When writers face down death, they write about it. There are many books from and about men and women and children who've walked the cancer road, or the road of loss to other diseases and syndromes. Many of them have merit: Ruth Picardie’s beautiful memoir Before I Say Goodbye is one of the best explorations of what it feels like to have life stolen from you too young; Michael Gearin-Tosh’s Living Proof: A Medical Mutiny is a great look at the inner war waged by cancer patients between science and soul. But I have never come across anything quite as beautifully written as Eating Pomegranates. It is real, and pragmatic, but powerfully poetic.
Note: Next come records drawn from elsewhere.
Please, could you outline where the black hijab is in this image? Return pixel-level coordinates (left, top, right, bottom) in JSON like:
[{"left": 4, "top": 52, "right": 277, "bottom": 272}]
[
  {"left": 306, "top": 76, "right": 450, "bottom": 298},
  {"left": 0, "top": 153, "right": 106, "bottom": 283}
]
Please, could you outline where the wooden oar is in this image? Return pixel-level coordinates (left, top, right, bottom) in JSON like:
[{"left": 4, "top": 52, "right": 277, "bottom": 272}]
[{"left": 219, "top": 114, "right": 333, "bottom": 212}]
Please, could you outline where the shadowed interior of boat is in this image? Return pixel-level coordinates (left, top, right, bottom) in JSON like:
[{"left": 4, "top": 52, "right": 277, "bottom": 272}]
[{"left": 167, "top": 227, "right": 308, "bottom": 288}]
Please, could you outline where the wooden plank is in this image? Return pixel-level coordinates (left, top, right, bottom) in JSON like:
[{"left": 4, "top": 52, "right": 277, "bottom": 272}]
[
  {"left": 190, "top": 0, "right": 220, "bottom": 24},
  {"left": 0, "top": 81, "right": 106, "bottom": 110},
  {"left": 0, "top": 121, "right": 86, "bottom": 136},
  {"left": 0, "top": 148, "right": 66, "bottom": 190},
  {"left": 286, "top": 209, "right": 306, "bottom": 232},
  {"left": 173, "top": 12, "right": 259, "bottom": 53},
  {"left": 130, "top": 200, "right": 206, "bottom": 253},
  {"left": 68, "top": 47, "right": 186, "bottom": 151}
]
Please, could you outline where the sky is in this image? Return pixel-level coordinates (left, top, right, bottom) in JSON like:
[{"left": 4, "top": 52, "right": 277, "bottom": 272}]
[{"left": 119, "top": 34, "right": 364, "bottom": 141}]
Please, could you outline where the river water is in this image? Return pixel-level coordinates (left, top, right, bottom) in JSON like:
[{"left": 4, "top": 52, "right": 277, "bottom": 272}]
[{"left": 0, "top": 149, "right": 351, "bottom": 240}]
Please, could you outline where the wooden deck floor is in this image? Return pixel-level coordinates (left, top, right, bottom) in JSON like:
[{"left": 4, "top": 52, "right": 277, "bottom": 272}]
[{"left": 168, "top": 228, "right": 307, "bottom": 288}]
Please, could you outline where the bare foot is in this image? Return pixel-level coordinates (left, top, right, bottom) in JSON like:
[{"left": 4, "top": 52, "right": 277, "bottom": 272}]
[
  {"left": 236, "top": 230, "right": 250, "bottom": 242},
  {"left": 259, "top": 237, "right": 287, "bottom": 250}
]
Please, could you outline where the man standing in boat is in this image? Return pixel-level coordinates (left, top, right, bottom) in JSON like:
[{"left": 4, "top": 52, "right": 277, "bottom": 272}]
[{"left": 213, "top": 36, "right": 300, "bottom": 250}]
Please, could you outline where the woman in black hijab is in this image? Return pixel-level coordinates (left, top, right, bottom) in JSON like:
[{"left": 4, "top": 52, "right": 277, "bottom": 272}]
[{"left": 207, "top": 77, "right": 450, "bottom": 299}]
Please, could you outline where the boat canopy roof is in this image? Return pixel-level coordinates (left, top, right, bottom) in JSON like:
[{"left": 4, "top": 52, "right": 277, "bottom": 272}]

Here’s an extract describing the landscape of creaking old London hospitals that Sarah entered during her treatment, a landscape that is depressingly familiar to anyone who has spent time in state medical facilities in any country:

“Cancer for me takes place in nineteenth-century buildings: in old stacks of brick, seamed with soot from an era of railway and coal, buildings that have borne their load, done their bit, been rattled by trains and bombs and trucks. Buildings that have stood firm beneath the passage of feet, and made their accommodation over the course of the twentieth century to the demands of modern medicine. It takes place in errant back passages, gloomy stairwells, in lifts that rattle up two floors and give out, to be exchanged for flights of concrete steps found at the opposite end of the building. Along rumbling plywood rampways, tacked down to level out differences of height for wheelchairs and trolleys. In makeshift prefab units, dropped into gloomy courtyards to house a new administrative operation, or an outsize piece of scanning equipment.

Particularly, it takes place in miles and miles of corridor, painted chocolate brown or cream, not rich and buttery, a wholesome farmhouse cream, but thin and wheyish, the shade of a persistent yeast infection, or some other eruption of exhausted white blood corpuscles…”

Sarah describes the frightened, angry watchfulness of her children, the stressed-out patience of her husband, the inevitably emotional relationship they both have with an ever-changing cast of medical technologists and specialists. It’s a cliché to call cancer treatment a rollercoaster: Sarah makes it clear that the highs are really only the absence of lows. Cancer doesn’t allow realistic highs. Medicine seldom uses the term “cured” with the disease - at best, for years after it has apparently gone away, it is described as being “in remission”:

“Every few months, I report to the hospital for a check-up. The doctor, a different one each time, places slim, cool hands along the clavicle bone, under the armpits, behind the neck, feeling for swollen lymph nodes. Then she asks me to lie down on the bed. Standing over me, she keels her weight into the flats of her palms, feeling the soft inner tissue of spleen and liver. Finding no obvious cause for concern, she goes over to the basin and begins to wash her hands. ‘You can get dressed now.’ I fumble my buttons back together with trembling hands. Not me today. Not me. I am free to go.”

Yet it’s not a depressing book. Somehow, despite the clear, conscious and frank way Sarah looks at her cancer journey, it’s a book that’s about love, and life, and mothering.

Perhaps that’s a gift we all need to give ourselves: the consciousness that disease, in one way or another, is not the end of all that’s good, but a different - less delightful, certainly, but not all bad - kind of reality. And if it comes to us or to those we love, we serve our lives best if we engage in a whole and real way.